Makar trotted silently on, continually curling himself in his wretched grey cloak and striking one foot against the other, to knock the caked drab-coloured snow off his boots. Pavel wore a new furred coat.
“She may be useful though,” Pavel resumed, after a pause. “That is, provided she is all she seems to be. Her brother is a gendarme major. What do you think of that?”
“Is he?” Makar asked, looking up at his companion in beatific surprise.
“Yes, and she says he’s a good fellow, too. Of course, she’s quite a full-fledged ninny herself, and ought to be taken with a carload of salt, but she referred to some facts with which I happen to be familiar.” While he was describing the girl’s aunt, a passing soldier saluted Makar, mistaking him for an army officer. Makar, however, was too absorbed in his companion’s talk to be aware of what was going on about him. Pavel shrieked with laughter. “He must be a pretty raw sort of recruit to take you for a warrior,” he said.
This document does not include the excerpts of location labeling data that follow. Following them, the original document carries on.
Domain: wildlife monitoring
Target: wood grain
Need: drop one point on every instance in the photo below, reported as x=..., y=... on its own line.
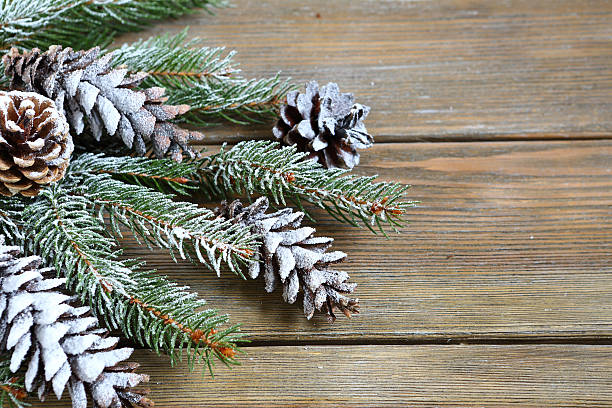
x=440, y=70
x=511, y=240
x=400, y=376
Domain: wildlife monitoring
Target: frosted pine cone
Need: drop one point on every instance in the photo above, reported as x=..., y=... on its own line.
x=58, y=344
x=35, y=143
x=291, y=256
x=325, y=123
x=92, y=93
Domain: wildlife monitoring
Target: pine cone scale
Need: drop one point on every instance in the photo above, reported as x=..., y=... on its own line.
x=35, y=145
x=326, y=124
x=291, y=256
When he had finished his sketch of the woman who was longing to set somebody free, the medical student paused in the middle of the sidewalk.
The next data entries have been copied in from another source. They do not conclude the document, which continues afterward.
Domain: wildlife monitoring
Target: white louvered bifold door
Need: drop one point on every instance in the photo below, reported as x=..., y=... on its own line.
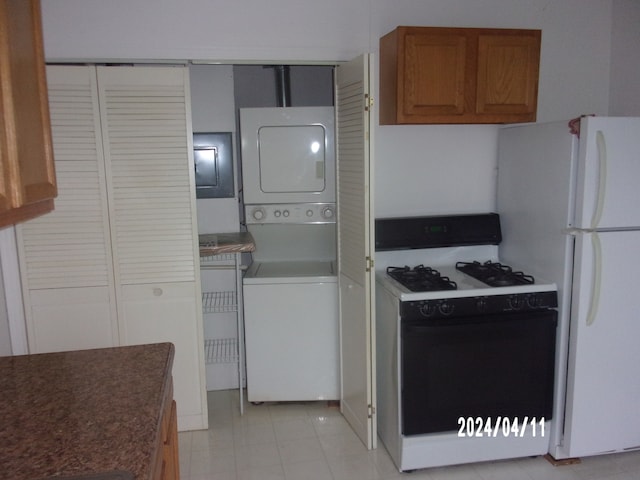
x=147, y=148
x=65, y=256
x=150, y=183
x=355, y=272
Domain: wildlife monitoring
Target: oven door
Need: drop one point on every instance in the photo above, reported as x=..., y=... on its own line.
x=483, y=366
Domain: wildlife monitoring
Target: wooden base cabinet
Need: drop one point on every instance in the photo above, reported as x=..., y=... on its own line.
x=167, y=459
x=458, y=75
“Why, she’s a godsend, then,” he said.
“Moderate your passions, Mr. Army Officer,” Pavel said languidly, mocking his old gymnasium director. “If she does not turn out to be a spy we’ll see what we can do with her. She strikes me rather favourably, though.”
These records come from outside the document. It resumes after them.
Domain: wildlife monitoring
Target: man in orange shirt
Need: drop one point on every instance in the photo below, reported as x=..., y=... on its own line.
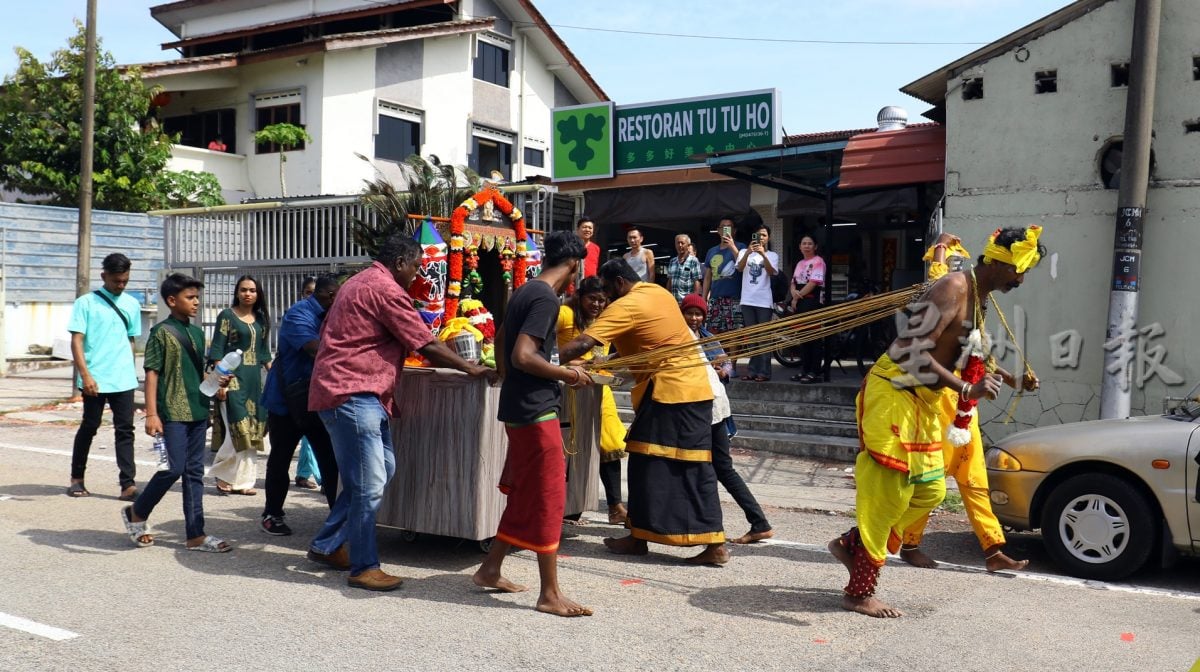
x=672, y=486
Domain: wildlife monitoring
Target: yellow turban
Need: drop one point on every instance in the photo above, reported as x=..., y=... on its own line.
x=1024, y=253
x=955, y=250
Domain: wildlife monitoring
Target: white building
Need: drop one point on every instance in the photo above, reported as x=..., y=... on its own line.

“Why, you oughtn’t to neglect her, Pasha. If I were you I would lose no time in making her brother’s acquaintance. Think of the possibilities of it!”
“Bridle your exuberance, young man. Her brother lives many miles from here. He is on the hunt for sedition in the most provincial of provinces. Want to make a Terrorist of him? Go ahead. He lives in Miroslav. There.”
“In Miroslav!” Makar echoed, with pride in the capital of his native province.